Now note that for any $n > k$, we have $$|x_n-x_k| \le \sum_{i=k}^{n-1} |x_{i+1} - x_{i}| \le \sum_{i=k}^\infty \frac{1}{2}\delta_{i} \le \frac{1}{2} \delta_k \sum_{i=k}^\infty 2^{-(i-k)} = \delta_k.$$

In particular, $x_n$ is Cauchy, so it converges to some $\xi \in [0,1]$. For any $k$ we have $|x_n - x_k| \le \delta_k$ for all $n > k$, so letting $n \to \infty$ we also have $|\xi - x_k| \le \delta_k$. Therefore $|f(\xi, y_k) - f(x_k, y_k)| < \epsilon$. But $(x_k, y_k) \in E$ so $f(x_k, y_k) = 0$ and we have $|f(\xi, y_k)| < \epsilon$. As $k \to \infty$ we have $y_k \to y_0$ so by separate continuity along $x=\xi$ we have $f(\xi, y_k) \to f(\xi, y_0)$. Thus $|f(\xi, y_0)| \le \epsilon$. Since $|\xi - x_0| \le \delta_0$, we have $|f(\xi, y_0) - f(x_0, y_0)| < \epsilon$. So we have $|f(x_0, y_0)| < 2\epsilon$. Since $\epsilon$ was arbitrary we conclude $f(x_0, y_0) = 0$.

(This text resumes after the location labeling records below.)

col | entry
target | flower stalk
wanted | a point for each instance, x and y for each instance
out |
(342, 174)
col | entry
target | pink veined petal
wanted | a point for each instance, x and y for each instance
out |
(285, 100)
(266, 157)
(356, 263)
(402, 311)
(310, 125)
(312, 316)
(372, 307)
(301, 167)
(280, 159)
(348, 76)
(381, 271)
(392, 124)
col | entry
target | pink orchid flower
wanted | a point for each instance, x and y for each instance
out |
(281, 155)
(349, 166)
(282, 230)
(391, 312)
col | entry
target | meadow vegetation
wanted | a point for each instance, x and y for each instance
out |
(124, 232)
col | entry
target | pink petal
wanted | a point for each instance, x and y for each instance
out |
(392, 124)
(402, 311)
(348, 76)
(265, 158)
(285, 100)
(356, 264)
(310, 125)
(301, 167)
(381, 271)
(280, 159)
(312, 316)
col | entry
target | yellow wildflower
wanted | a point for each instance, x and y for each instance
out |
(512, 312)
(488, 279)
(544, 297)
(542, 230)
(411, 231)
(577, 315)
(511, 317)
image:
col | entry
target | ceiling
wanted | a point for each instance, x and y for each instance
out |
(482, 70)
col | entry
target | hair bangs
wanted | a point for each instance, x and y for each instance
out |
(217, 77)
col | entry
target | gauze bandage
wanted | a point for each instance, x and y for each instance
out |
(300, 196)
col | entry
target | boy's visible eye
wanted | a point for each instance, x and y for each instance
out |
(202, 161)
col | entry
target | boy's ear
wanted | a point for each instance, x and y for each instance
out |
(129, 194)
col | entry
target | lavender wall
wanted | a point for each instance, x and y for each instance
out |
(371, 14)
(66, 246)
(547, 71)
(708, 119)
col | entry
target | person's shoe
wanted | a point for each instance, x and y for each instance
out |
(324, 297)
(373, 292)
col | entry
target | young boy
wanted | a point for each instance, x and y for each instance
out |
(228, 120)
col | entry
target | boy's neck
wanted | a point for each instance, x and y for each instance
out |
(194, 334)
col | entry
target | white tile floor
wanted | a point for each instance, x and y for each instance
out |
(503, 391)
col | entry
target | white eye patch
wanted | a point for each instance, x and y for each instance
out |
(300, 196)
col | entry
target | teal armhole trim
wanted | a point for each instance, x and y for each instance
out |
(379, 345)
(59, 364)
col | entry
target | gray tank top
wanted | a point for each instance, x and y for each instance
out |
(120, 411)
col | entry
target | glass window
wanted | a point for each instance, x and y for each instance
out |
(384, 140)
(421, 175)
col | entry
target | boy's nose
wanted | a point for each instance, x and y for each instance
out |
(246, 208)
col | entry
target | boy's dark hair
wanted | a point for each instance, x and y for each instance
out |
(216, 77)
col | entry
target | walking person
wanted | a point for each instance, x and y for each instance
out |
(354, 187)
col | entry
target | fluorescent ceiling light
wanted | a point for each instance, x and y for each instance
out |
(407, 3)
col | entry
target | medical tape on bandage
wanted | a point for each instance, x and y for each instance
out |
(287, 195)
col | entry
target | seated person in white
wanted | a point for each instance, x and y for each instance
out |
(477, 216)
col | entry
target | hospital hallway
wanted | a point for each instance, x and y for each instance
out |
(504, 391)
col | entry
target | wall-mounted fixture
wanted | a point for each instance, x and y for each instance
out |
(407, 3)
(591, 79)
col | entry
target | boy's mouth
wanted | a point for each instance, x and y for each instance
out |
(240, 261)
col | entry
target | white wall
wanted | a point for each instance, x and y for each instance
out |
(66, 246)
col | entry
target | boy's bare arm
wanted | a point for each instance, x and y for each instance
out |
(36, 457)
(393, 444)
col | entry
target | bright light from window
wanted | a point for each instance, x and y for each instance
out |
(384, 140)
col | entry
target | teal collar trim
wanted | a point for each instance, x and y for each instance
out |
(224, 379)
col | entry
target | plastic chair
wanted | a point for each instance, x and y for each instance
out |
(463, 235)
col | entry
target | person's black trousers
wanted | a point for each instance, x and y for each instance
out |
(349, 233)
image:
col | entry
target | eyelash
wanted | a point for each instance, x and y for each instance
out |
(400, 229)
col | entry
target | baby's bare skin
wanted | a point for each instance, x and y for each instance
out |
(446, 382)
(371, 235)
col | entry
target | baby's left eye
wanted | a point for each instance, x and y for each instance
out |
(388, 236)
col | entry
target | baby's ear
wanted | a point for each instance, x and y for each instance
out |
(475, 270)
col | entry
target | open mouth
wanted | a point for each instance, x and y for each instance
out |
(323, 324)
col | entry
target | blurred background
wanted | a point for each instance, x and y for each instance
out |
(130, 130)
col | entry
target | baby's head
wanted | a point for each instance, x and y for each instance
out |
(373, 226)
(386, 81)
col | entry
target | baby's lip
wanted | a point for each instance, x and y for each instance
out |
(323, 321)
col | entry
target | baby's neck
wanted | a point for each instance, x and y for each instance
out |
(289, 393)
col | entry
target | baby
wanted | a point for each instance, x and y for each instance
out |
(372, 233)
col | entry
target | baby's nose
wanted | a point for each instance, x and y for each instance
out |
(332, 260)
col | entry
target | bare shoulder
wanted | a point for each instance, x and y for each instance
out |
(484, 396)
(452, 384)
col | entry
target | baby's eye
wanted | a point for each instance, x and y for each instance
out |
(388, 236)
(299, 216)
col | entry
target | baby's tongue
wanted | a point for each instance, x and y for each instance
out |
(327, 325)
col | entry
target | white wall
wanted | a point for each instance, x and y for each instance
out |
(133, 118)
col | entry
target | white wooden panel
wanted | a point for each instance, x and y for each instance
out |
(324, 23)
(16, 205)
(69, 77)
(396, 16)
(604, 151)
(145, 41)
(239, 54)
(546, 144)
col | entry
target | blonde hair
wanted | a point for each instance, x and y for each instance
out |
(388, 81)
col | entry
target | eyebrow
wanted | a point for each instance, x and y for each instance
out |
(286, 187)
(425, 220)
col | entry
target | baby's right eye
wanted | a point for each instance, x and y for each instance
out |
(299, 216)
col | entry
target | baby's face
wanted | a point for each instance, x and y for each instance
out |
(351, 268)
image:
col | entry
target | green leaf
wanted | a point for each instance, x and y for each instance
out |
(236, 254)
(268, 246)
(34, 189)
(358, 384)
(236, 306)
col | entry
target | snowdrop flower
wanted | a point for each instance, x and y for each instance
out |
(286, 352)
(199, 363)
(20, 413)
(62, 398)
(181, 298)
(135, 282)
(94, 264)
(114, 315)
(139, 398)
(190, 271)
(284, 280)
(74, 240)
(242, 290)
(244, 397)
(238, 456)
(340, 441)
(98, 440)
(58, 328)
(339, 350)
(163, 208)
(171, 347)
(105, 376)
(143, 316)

It looks to me like the proof would go through without change if we replace $[0,1]^2$ with $X \times Y$ where $X,Y$ are metric spaces and at least one of them is complete. We can also replace the codomain $\mathbb{R}$ by any metric space $Z$.

I don't know what happens if neither $X$ nor $Y$ is complete. It would also be interesting to ask what happens for more general topological spaces.